A cette époque, à Vienne, on dansait le tango et nous, les
Banaćani, portions des chaussettes en soie. Oui, la vie d'étudiant n'était plus ce qu'elle avait été jadis à Heidelberg ; il y en avait de toutes sortes parmi nous. Les jours passaient. J'étudiais.
Le plus souvent, j’allais là-bas où l'on parlait du
mouvement de masses enthousiastes et misérables. J'aimais ça. Le sang vermeil dans les rues. Nous restions, moi, quelques Polonais et Juifs, à écouter l'histoire de l'âme russe, elle venait de l'Est, comme une immense brume. Et je le sentais venir, le grand orage qui dissiperait cette vie veule, sans moelle et sans douleur.
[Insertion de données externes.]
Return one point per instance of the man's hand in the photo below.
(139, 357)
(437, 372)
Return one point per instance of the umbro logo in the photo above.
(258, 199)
Des livres, des montagnes de livres ; il y en avait partout dans la chambre. Dehors, c’était ce printemps fatal dont
personne ne pressentait ce qu’il apporterait.
L’automne ; la vie dénuée de sens. J'ai passé la nuit en
prison avec de quelconques tziganes. Je traîne dans les bistrots. M’assieds près de la fenêtre, plonge mon regard dans la brume, dans les arbres mouillés, jaunes et roux. Où est la vie ?
Comme elles m'ont fatigué, ces forêts tièdes, rouges, sanglantes, ces forêts polonaises qui n'en finissent pas. Je suis soldat ; mais sait-on bien ce que cela veut dire ? Et pourtant, dans cette bourrasque qui a chaviré le monde, peu de gens vivent aussi agréablement, paisiblement que moi. Je me traîne de ville en ville sous ces arbres d'automne, jaunes et roux, qui agissent sur moi autant que sur Hafis le vin.